So our next tactic was to move mailboxes off the problematic server as quickly as possible. Luckily, we had a brand new machine racked up and ready for exactly this purpose, and after some last-minute software upgrades and configuration changes, it was ready to help. We moved some 4,000 mailboxes late that night.
And that helped a lot! What a relief, for everyone.
Except that the upgrades required to integrate the new server left our oldest mailbox storage server out in the cold. Its older software was unable to communicate properly with all the new stuff, and so IMAP mailboxes, including webmail, were unavailable. Thousands of mailbox owners were denied access to their mailboxes unless they added some special settings or used an alternate webmail address we set up.
Our first plan was to move all the mailboxes on the older server to the brand new one. In theory, this could be done transparently and without interruption. But after exhaustive research on the plan, we concluded it just wouldn't work. An upgrade with data-in-place was the only way forward.
Meanwhile, since we're preparing for an office move (more on this in a future post), we are in the process of organizing and relocating various equipment. Late one night, we moved a backup server without changing its power settings. The resulting voltage mismatch caused a power fluctuation which resulted in several servers rebooting – including the brand new mail storage server. So, the thousands of mailboxes we'd just moved off the problem server were unavailable again while we ran the required filesystem repairs. This coincidence was just plain bad luck.
Near the end of last week, we scheduled and completed the final upgrade required to get the older storage server up to speed with the rest. The mail system has been functioning fine every since.
On the server-side, we haven't yet found any “silver bullets” to truly prevent this from happening again. There are no good ways for us to provide meaningful additional redundancy which would somehow host mailboxes in more than one place at once, and we still don't know exactly what caused the initial problem.
What we can do is communicate better about issues like this.
- When we're having server problems, our status page needs to be front and center. Our support team received hundreds of calls during the various problems, and many people simply didn't know the status page existed. We're working on ways to remedy that.
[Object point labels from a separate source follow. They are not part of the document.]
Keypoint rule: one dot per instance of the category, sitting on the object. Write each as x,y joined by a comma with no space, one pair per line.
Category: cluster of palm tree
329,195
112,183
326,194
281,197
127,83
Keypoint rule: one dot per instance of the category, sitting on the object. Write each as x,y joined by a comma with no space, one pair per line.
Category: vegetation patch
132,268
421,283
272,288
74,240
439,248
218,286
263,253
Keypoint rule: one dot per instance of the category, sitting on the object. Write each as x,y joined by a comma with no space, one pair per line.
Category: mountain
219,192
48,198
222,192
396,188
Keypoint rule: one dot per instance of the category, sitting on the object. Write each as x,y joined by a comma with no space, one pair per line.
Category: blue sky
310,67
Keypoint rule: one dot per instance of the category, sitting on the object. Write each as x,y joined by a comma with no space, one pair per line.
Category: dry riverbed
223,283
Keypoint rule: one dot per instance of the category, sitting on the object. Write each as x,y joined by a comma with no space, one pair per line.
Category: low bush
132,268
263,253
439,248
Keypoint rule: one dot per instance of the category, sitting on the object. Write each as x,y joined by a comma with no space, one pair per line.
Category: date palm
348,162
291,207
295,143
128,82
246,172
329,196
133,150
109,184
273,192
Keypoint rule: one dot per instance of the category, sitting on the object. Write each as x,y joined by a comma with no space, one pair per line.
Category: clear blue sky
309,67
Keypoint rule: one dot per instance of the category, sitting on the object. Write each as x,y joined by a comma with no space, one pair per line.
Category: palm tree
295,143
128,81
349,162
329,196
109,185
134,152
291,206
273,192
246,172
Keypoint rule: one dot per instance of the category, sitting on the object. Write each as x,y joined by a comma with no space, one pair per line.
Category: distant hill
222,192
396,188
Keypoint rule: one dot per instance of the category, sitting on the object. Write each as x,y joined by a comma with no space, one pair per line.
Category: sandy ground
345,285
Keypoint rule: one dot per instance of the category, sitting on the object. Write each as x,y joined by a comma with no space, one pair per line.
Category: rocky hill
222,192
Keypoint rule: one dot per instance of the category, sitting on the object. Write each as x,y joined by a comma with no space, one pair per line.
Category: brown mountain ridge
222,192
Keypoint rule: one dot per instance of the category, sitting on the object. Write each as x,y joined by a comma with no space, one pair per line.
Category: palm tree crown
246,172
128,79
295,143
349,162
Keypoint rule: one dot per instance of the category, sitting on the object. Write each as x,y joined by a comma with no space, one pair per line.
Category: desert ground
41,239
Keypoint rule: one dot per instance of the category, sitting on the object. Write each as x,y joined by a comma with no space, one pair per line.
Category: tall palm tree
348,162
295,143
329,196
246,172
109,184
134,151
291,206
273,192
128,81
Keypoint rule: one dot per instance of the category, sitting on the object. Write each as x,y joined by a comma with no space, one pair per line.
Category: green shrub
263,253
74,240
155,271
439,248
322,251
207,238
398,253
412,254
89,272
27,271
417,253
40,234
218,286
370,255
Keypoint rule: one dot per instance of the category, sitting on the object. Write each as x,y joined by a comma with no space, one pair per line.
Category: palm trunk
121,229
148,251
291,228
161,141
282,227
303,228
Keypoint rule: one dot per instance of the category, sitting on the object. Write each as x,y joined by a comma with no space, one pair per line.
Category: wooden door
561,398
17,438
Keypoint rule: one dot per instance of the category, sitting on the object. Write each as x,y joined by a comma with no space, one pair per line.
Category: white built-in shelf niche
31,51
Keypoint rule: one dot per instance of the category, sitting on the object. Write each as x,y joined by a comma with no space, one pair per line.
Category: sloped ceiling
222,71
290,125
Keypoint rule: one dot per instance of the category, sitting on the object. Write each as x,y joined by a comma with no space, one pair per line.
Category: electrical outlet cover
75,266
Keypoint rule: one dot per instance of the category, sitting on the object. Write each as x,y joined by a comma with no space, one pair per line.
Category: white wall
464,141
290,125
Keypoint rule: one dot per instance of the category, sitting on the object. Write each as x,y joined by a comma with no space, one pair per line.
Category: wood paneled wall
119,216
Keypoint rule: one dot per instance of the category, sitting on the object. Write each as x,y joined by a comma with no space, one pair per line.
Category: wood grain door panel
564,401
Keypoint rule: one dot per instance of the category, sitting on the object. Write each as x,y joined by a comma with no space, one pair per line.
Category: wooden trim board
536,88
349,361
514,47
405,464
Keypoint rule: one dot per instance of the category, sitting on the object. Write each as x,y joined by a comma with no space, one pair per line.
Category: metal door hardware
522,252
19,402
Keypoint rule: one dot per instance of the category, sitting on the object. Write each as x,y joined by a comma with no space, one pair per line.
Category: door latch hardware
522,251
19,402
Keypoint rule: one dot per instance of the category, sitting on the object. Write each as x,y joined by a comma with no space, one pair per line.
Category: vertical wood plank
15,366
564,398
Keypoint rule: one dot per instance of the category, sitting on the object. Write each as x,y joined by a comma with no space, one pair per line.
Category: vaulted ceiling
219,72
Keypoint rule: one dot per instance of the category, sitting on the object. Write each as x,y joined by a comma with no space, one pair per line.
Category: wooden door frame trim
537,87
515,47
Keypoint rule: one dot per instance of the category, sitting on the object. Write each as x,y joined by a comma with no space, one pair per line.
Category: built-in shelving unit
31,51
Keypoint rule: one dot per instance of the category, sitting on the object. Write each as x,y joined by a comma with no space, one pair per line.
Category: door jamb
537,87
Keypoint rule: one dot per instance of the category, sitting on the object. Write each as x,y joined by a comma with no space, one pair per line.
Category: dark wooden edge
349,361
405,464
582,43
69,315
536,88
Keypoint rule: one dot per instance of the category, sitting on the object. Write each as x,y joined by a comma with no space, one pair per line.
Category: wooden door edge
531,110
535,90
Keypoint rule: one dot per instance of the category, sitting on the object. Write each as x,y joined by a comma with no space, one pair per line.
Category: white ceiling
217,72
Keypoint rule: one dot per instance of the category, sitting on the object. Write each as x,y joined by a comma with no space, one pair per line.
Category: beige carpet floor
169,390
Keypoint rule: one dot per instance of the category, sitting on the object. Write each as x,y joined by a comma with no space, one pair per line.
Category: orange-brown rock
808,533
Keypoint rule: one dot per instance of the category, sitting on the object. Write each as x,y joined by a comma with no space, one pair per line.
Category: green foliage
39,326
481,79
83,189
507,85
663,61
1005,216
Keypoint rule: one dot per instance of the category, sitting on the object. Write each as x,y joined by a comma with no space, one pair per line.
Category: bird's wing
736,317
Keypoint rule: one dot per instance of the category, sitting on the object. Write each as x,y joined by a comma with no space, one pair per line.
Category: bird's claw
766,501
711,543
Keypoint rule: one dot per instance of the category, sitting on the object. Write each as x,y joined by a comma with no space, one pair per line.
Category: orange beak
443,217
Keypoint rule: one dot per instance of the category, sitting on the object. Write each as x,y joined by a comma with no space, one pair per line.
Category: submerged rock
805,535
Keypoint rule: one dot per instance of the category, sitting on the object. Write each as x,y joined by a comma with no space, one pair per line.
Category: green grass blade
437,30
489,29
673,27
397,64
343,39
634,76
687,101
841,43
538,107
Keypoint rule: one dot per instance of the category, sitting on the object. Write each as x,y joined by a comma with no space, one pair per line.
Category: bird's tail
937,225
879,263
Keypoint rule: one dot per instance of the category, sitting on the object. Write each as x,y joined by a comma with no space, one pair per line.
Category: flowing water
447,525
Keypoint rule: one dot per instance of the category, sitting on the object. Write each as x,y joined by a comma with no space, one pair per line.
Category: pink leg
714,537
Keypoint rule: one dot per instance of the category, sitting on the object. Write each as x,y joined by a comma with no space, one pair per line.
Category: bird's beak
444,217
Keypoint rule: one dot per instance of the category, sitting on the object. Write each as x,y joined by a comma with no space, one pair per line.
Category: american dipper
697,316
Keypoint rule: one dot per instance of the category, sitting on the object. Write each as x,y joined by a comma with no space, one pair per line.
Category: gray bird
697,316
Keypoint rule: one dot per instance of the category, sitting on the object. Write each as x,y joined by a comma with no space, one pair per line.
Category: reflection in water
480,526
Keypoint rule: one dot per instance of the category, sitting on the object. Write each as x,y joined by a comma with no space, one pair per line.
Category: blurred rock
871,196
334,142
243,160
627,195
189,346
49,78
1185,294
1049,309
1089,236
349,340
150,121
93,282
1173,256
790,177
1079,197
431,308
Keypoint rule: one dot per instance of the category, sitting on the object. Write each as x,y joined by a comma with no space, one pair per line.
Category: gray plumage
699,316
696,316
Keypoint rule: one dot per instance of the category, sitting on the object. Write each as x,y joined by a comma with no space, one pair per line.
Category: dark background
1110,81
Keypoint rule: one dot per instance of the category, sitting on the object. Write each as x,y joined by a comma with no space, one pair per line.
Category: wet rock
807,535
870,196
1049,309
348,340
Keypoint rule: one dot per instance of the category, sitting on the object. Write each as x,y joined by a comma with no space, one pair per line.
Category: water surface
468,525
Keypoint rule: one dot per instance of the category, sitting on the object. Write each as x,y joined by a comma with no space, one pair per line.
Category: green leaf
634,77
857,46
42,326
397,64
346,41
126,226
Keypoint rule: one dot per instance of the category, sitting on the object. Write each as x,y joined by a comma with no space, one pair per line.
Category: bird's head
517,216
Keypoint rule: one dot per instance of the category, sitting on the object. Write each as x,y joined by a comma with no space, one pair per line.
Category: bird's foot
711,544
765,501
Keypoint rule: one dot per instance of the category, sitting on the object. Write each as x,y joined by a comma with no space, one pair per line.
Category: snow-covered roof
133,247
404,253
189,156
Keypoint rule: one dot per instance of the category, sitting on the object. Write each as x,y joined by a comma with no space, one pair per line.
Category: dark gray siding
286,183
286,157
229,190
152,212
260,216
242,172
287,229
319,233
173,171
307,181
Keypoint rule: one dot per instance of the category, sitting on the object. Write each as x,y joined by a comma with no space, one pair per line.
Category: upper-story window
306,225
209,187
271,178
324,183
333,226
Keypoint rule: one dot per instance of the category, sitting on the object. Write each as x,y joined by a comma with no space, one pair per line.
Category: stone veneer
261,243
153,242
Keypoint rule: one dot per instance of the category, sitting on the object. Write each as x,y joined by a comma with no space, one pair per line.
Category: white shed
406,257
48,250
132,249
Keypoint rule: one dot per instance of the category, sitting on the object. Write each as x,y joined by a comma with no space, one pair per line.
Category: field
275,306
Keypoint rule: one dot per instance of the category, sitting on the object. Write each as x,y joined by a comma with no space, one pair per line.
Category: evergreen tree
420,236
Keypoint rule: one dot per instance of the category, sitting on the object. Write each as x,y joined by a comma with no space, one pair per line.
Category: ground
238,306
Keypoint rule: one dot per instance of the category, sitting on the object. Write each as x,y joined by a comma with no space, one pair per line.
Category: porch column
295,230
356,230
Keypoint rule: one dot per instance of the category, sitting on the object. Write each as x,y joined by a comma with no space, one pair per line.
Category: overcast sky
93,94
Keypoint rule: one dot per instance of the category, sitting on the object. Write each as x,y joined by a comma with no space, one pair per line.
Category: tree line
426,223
- The status page needs to more clearly explain the scope of the issues and their resolution. Despite thousands of mailboxes being non-functional for hours, the page claimed that POP3 service was “100% OK” throughout. This is because the statistics are automatically generated based on a simple check of initial email connectivity – not whether any mailboxes are actually functioning. So, we need to explain this better, and/or implement more comprehensive checks.
As much as I'd like to, we can't prevent servers from breaking. But when problems do occur, we can and will do a better job of communicating what happened, who's affected, and what we're doing about it. And as always, we're happy to hear your feedback.